For one thing, rural schools are at the heart of their communities. "In rural and small-town areas, grown adults still identify themselves by what high school they graduated from. Sporting events, school concerts, art displays -- these are attended by all sorts of people who are not actual parents of the participants," Green writes. "Launching a charter school in this setting is about as welcome as having a guy move into the house next door and inviting your children to call him 'Dad'."
Along those lines, rural communities aren't always welcome to outsiders, especially overconfident ones out to "fix" rural America. "Every small town can tell a story about some city big shot who rolled into town and thought he was going to institute sweeping changes, only to fall flat on his face," Green writes. "Charter operators have a history of bypassing the local community they enter, of doing charters to the locals instead of with them."
Also, rural public schools are almost all underfunded already.
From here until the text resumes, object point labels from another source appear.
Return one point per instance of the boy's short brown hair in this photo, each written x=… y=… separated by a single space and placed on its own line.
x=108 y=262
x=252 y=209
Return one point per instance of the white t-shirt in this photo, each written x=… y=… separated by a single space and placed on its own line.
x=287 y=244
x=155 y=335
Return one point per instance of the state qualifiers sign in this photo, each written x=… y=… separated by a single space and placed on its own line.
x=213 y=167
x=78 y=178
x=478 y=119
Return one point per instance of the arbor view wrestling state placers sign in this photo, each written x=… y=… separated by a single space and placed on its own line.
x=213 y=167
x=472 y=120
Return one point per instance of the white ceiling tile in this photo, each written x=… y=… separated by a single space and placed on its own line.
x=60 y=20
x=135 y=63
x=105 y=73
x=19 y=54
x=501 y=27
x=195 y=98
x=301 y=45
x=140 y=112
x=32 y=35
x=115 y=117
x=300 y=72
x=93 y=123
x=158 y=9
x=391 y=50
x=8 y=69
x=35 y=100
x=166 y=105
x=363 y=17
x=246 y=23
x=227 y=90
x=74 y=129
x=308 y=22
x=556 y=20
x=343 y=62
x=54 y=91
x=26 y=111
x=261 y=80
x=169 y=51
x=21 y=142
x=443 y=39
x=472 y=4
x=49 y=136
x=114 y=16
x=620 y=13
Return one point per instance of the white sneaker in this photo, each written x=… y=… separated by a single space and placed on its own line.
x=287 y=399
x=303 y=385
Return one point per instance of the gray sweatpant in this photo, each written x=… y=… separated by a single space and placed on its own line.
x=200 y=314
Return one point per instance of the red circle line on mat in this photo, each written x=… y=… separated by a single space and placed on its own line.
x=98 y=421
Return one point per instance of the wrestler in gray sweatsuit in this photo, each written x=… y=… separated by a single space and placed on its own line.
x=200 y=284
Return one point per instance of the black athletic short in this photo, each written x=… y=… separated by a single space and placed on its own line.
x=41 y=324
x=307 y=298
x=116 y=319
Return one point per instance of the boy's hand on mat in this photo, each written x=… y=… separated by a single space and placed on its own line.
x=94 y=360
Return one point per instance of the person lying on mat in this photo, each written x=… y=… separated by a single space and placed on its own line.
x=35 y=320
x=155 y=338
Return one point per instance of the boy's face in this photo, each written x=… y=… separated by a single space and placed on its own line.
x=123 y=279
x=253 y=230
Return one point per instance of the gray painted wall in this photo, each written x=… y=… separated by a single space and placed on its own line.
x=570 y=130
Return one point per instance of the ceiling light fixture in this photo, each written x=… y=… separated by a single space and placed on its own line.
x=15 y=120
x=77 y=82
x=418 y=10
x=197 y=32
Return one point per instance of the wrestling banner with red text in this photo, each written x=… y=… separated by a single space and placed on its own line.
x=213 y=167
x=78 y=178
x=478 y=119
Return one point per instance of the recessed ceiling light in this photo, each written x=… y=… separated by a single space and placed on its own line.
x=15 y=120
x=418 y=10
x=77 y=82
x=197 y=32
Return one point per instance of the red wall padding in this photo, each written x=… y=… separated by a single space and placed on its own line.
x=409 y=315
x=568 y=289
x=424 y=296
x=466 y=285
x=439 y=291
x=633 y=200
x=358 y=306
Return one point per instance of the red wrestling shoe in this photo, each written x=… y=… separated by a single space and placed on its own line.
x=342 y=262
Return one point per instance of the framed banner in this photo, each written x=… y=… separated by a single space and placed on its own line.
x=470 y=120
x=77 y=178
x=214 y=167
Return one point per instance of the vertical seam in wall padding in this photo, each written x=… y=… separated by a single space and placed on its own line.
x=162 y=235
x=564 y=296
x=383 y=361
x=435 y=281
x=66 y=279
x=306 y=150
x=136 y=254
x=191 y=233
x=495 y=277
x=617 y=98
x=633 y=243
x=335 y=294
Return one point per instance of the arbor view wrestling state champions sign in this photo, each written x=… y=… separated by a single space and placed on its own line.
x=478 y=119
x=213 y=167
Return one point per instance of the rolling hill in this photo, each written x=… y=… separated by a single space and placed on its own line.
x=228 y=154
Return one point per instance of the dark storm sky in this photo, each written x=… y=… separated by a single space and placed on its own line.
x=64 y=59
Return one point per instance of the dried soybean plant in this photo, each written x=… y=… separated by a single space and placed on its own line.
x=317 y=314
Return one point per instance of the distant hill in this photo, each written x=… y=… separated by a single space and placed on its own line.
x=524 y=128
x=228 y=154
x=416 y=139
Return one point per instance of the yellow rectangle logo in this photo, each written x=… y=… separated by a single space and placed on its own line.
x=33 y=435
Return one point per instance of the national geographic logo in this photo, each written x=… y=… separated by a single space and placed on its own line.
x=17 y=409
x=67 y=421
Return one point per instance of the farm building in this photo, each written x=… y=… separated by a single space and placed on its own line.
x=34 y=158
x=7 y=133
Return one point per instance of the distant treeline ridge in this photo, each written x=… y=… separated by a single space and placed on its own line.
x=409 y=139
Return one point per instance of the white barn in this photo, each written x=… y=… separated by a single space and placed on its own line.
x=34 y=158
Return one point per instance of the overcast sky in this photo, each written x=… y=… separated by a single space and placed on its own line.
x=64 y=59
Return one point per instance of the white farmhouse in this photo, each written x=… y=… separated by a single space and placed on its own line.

If a charter school lures students (and their state funding) away, public schools in the area would likely be hurt.
Conversely, there are reasons charter advocates might not want to go into rural communities. It's more profitable for charters to launch in high-density population areas, since students come with state funding. And rural areas tend not to have the kind of wealthy backers ready to help finance charters that urban areas do, Greene writes.
All that being said, charters can be a good fit in rural areas under certain circumstances. "The small community of Tidioute, Pennsylvania, lost its public school due to budget cuts in the larger district of which they were a part. So to keep the heart of their community intact and their children's education local, they re-opened their local school as a charter school, operated and controlled by local folks," Greene writes. "It is the one approach to rural chartering that makes sense--a local school under local control created to meet a local need. That's a good charter fit."